Hi folks, another shitty story from the slop-pocalypse ((AI-)slopalypse?).
Article from billboard, archive
NB: I think this story is bullshit. I imagine some parts are true, but there’s no concrete source given for the “$3 million” figure. So it’s my speculation that this story is hype cooked up by Suno (the AI company enabling this all) and thrown at publishers for an easy headline. Also the human behind this has their name spelled differently in the two articles, so clearly some quality journalism is happening.
Ignorant question ahead: how do the voices work with these things? A face, or entire body, is limited in its range of motion by our skeleton and muscles (for the large part. Puff your cheeks - there’s one of many exceptions). A voice, though, is MUCH more dynamic. Programming the lyrics and notes wouldn’t be nearly enough. Just getting the tone and inflections right seems like it would be an absolute nightmare.
I was wondering the same thing about that AI “actress”. In the case of a talented professional, (or even a hack who’s terrible but trying their best) a LOT of care and thought goes into the emotion behind each word. How do they program that? Or are these just fancy 3D puppets with human voice actors behind them?
IIRC, you tell the thing “sing these lyrics in the style of [insert artist here]” or “as if you were a soulful blues singer with a two pack a day cigarette habit” or whatever, and the thing does it for you.
It can get the tones and inflections right because it’s been trained on hundreds of thousands of spoken words with the correct tones and inflections, and that training developed an extraordinarily complex algorithm for generating tones and inflections.
And if it doesn’t? One of the interesting things about AI generation is that it’s inherently randomized. No two results of the same prompt will be exactly alike.
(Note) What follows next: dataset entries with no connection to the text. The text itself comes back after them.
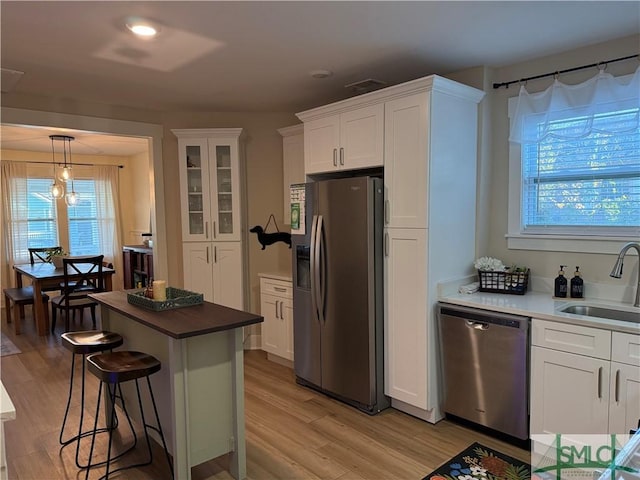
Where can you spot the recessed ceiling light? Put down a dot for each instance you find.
(320, 73)
(142, 28)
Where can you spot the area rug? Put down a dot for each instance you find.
(478, 462)
(7, 347)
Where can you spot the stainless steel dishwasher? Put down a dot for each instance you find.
(485, 360)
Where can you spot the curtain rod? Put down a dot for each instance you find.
(506, 84)
(72, 164)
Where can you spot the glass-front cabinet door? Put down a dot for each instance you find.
(225, 189)
(210, 192)
(195, 189)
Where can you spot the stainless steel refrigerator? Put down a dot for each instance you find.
(338, 294)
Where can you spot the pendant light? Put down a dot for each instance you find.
(71, 198)
(56, 190)
(66, 172)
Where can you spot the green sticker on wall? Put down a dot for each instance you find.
(295, 216)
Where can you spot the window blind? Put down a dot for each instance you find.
(83, 222)
(42, 228)
(583, 184)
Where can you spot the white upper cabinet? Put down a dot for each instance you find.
(292, 163)
(210, 184)
(346, 141)
(406, 162)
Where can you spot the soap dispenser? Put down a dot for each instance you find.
(560, 289)
(577, 285)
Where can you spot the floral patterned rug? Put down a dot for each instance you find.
(478, 462)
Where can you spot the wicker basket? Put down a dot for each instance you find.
(176, 298)
(514, 283)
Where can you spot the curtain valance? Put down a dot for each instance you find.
(569, 112)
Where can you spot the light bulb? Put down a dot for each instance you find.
(71, 198)
(56, 190)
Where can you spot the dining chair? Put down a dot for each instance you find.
(89, 278)
(42, 254)
(22, 296)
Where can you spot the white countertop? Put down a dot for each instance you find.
(543, 306)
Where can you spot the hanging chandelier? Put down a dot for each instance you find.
(57, 189)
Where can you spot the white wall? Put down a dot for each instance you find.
(264, 162)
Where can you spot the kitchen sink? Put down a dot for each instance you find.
(602, 312)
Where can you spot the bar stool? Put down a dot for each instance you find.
(113, 369)
(83, 343)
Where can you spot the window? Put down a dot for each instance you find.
(41, 214)
(50, 224)
(583, 186)
(83, 220)
(574, 179)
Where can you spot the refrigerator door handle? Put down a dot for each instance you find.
(322, 278)
(313, 267)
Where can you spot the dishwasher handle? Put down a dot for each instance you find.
(477, 325)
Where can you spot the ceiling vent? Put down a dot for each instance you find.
(9, 79)
(364, 86)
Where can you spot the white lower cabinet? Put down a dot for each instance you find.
(276, 306)
(215, 269)
(573, 393)
(406, 341)
(569, 393)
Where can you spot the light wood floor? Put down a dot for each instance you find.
(292, 432)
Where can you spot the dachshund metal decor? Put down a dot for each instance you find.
(270, 238)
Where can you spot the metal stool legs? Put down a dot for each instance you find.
(82, 343)
(113, 379)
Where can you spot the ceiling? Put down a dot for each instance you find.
(257, 56)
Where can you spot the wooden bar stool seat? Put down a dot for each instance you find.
(83, 343)
(21, 297)
(115, 368)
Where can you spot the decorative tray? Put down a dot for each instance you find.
(176, 298)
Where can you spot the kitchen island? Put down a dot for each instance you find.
(200, 388)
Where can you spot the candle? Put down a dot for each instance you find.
(159, 290)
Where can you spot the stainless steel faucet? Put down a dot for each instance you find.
(617, 268)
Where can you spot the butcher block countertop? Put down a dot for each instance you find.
(180, 322)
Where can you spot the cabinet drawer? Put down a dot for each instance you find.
(278, 288)
(625, 348)
(572, 338)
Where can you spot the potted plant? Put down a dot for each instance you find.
(56, 257)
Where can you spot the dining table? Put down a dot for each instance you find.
(45, 275)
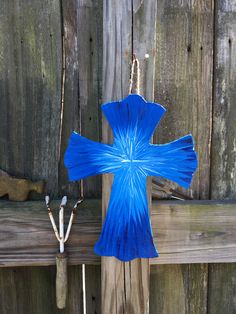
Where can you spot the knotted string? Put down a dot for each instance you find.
(134, 87)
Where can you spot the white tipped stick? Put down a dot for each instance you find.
(63, 201)
(71, 219)
(47, 200)
(54, 225)
(61, 228)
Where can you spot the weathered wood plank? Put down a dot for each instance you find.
(183, 84)
(82, 21)
(83, 79)
(32, 290)
(222, 288)
(189, 282)
(222, 280)
(30, 89)
(189, 232)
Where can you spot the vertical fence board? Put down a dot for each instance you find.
(30, 89)
(183, 84)
(32, 290)
(222, 279)
(82, 24)
(30, 67)
(83, 53)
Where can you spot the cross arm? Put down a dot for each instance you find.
(84, 158)
(176, 161)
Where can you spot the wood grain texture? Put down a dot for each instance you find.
(83, 80)
(222, 281)
(183, 85)
(183, 81)
(32, 290)
(30, 90)
(184, 232)
(189, 295)
(82, 28)
(223, 172)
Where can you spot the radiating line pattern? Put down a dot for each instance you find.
(126, 232)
So even if the AI only nails part of the song on the first “take”, humans can run the prompt over and over again and stitch together pieces from different takes into an entire song, just like actual singers do.
Star Trek used to imagine AIs that would be great at logic but bad at emotion. It’s the other way around. Our AI tools are amazing at mimicking emotion, because they’ve been trained on millions of works with genuine emotion. But give them a math problem and they’re apt to screw it up.
(I mean, this one could also be an AI puppet with a human voice behind it. We’ve had Vtuber tech for like ten years now. But it could also be completely AI.)
I don’t know why I didn’t think of that. Audio prompts can be just as approximate as video prompts. Very simple answer. Thank you.
Of course, I’m still not crazy about it, but that’s a different topic.